Как-то весной власти провели комассацию, но от землеустройства этого дубровичанам и вершка не прирезали. Даже от прежних скудных наделов отхватили на межи и дороги. Лучшие плодородные угодья так и остались у богатеев.

Паи Цешинский явно недолюбливал пана Волченко. Дело в том, что Волченко не только не был «польским», «шляхетным» паном, а вообще — пришелец, чужак. Петлюровский сотник, нищий, как церковная крыса, он в одном жупане перемахнул через границу в 1920 году и лишь в Дубровичах перевел дух. Только годы спустя сотник освоился: помогла дружба с попом-униатом, отцом Арионом Кузелей.

Частенько сиживая по вечерам за чаркой сливянки у почтенного священнослужителя, беглый петлюровец метал громы и молнии на «большевиков-христопродавцев», что вышвырнули его из хутора на Херсонщине.

— Всех перережу! Перевешаю старых и малых! Вот только в силу войдем…

Отец Арион считал себя дальновидным человеком и на воинственное кипение Волченко отвечал:

— Вы, пан сотник, на целый век отстали от европейской политики. Вам бы все резать, жечь да вешать голодранцев. А кто работать будет? Нет, почтеннейший! Святая церковь против насилия и кровопролития. Особенно там, где без него можно обойтись…

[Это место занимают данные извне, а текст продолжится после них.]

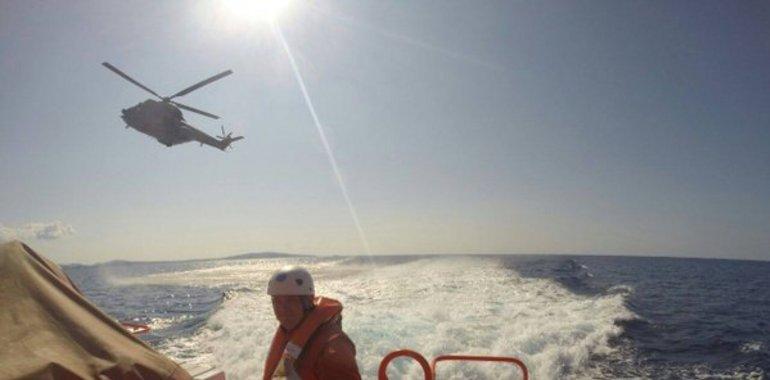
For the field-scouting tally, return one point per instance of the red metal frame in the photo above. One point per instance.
(382, 374)
(477, 358)
(430, 371)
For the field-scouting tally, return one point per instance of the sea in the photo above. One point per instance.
(566, 317)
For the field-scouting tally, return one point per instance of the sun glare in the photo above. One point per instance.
(256, 10)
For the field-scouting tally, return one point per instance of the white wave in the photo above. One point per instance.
(434, 306)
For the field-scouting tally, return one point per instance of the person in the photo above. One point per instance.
(309, 342)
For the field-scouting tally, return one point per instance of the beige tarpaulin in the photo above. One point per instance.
(49, 330)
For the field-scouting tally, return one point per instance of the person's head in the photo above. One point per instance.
(292, 292)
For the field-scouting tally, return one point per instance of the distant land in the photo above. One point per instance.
(243, 256)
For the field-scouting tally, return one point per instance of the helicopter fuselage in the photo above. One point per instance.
(158, 119)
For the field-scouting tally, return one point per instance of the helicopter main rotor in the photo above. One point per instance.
(167, 99)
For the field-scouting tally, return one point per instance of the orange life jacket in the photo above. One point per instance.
(289, 346)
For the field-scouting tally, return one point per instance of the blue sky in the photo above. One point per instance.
(633, 128)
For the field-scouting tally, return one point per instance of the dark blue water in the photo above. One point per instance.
(696, 318)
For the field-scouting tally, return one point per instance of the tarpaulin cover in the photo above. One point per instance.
(49, 330)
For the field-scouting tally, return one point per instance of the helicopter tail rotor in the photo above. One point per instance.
(227, 138)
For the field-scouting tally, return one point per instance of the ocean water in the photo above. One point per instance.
(565, 317)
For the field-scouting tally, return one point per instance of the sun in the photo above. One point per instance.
(256, 10)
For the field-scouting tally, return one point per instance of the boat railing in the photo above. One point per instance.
(430, 370)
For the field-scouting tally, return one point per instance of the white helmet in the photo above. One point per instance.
(291, 281)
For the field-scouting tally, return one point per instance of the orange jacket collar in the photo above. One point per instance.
(289, 345)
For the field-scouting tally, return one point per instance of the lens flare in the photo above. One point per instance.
(254, 11)
(325, 142)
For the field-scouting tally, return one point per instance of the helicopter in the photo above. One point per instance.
(163, 120)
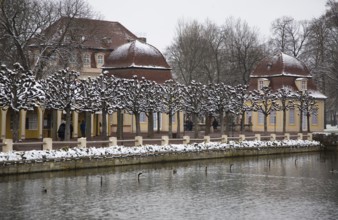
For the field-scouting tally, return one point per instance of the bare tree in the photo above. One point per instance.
(244, 50)
(186, 52)
(208, 53)
(289, 36)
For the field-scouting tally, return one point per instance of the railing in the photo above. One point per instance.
(47, 143)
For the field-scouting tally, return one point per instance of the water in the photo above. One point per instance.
(298, 186)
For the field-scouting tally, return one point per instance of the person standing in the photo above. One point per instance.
(61, 130)
(83, 128)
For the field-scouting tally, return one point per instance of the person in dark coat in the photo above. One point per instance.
(83, 128)
(215, 124)
(62, 130)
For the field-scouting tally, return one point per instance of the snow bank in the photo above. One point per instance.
(121, 151)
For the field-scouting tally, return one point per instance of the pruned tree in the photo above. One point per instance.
(63, 92)
(134, 98)
(19, 91)
(306, 105)
(220, 100)
(110, 94)
(171, 100)
(152, 103)
(240, 102)
(286, 97)
(264, 101)
(195, 102)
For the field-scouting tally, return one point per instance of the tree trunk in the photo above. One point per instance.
(138, 128)
(265, 123)
(68, 122)
(104, 124)
(158, 122)
(284, 121)
(242, 121)
(54, 129)
(170, 131)
(227, 125)
(195, 124)
(207, 124)
(119, 128)
(16, 118)
(221, 121)
(178, 124)
(308, 121)
(150, 124)
(301, 122)
(88, 116)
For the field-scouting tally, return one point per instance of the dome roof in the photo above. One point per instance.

— Да как же, батюшка, обойдешься? — не унимался сотник, подогретый сливянкой. — Нет и еще раз нет! Извести, чтобы и духом их не смердело!

— Не то, не то, уважаемый, — морщился отец Арион от бессильной ярости Волченко. — Преподобные служители святого сердца Христа учат: «Разделяй и властвуй!»

Я же, смиренный слуга греко-католической церкви, истинно глаголю: «Разделяй пролетариев всех стран и будешь жить многая лета!»

Эти речи униатского духовного пастыря внимательно слушал Петро — подрастающий сын бывшего сотника. Слушал год, два, а потом вдруг исчез из Дубровичей.

Напомнил о себе Петро лет через пять, когда вернулся в село возмужавшим и разодетым, с внушительными чемоданами и капитальцем. И пошел расти, приумножать свои богатства.

С помощью того же отца Ариона молодой Волченко вскоре прослыл «мучеником и борцом за украинскую нацию». Тогда, конечно, никто не знал, что отпрыск петлюровского сотника имеет уже немалый опыт шпика польской дефензивы и умело использует этот опыт как «референт провода» украинских националистов…

Освободительный поход Красной Армии в западные области Украины вынудил до конца еще не оперившегося националистического «деятеля» спешно покинуть Краков и искать убежища в Германии. Правда, прожил он там недолго: возвратился на Украину в обозе гитлеровской армии.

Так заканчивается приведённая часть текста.